Although, it does seem like dependency injection is becoming a popular trend in zig, first with Allocator and now with Io. I wonder if a dependency injection framework within the std could reduce the amount of boilerplate all of our functions will now require. Every struct or bare fn now needs (2) fields/parameters by default.
Storing interfaces a field in structs is becoming a bit of an an anti-pattern in Zig. There are still use cases for it, but you should think twice about it being your go-to strategy. There's been a recent shift in the standard library toward "unmanaged" containers, which don't store a copy of the Allocator interface, and instead Allocators are passed to any member function that allocates.
Previously, one would write:
var list: std.ArrayList(u32) = .init(allocator);
defer list.deinit();
for (0..count) |i| {
try list.append(i);
}
var list: std.ArrayList(u32) = .empty;
defer list.deinit(allocator);
for (0..count) |i| {
try list.append(allocator, i);
}
var list: std.ArrayList(u32) = .empty;
defer list.deinit(allocator);
try list.ensureUnusedCapacity(allocator, count); // Allocate up front
for (0..count) |i| {
list.appendAssumeCapacity(i); // No try or allocator necessary here
}Please, anything but a dependency injection framework. All parameters and dependencies should be explicit.
IMO every low level language's async thing is terrible and half-baked, and I hate that this sort of rushed job is now considered de rigueur.
(IMO We need a language that makes the call stack just another explicit data structure, like assembly and has linearity, "existential lifetimes", locations that change type over the control flow, to approach the question. No language is very close.)
In my current job, I mostly write (non-async) python, and I find it to be a performance footgun that you cannot trivially tell when a method call will trigger I/O, which makes it incredibly easy for our devs to end up with N+1-style queries without realizing it.
With async/await, devs are always forced into awareness of where these operations do and don’t occur, and are much more likely to manage them effectively.
FWIW: The zig approach also seems great here, as the explicit Io function argument seems likely to force a similar acknowledgement from the developer. And without introducing new syntax at that! Am excited to see how well it works in practice.
1) It tracks code property which is usually omitted in sync code (i.e. most languages do not mark functions with "does IO"). Why IO is more important than "may panic", "uses bounded stack", "may perform allocations", etc.?
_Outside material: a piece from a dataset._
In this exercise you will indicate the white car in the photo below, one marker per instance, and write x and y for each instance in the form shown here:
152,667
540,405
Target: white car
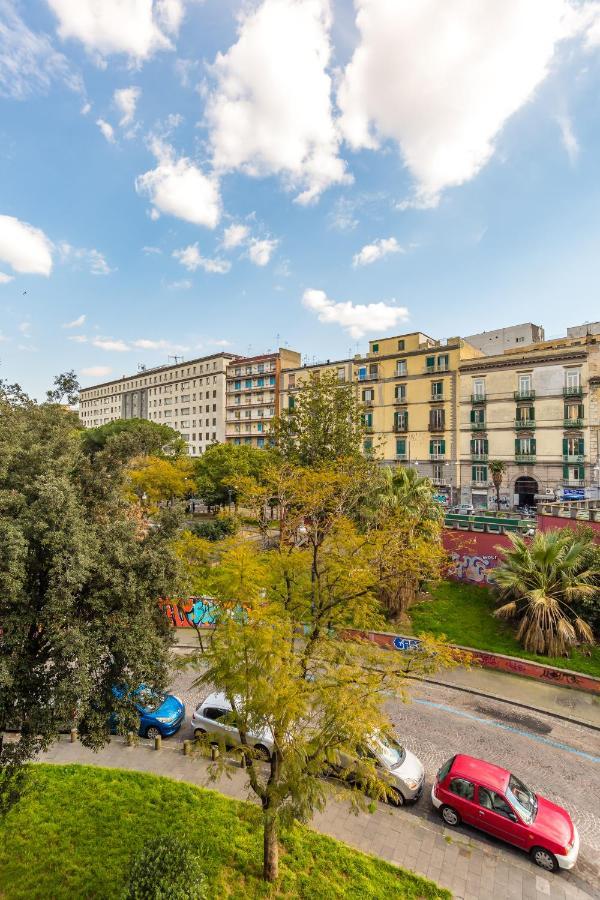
399,767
2) It implements an ad-hoc problem-specific effect system with various warts. And working around those warts requires re-implementation of half of the language.
Rust could use these markers as well.
What the heck did I just read. I can only guess they confused Haskell for OCaml or something; the former is notorious for requiring that all I/O is represented as values of some type encoding the full I/O computation. There's still coloring since you can't hide it, only promote it to a more general colour.
Plus, isn't Go the go-to example of this model nowadays?
Every other example I've seen encodes the execution model in the source code.
From the article:
std.Io.Threaded - based on a thread pool.
-fno-single-threaded - supports concurrency and cancellation.
-fsingle-threaded - does not support concurrency or cancellation.
std.Io.Evented - work-in-progress [...]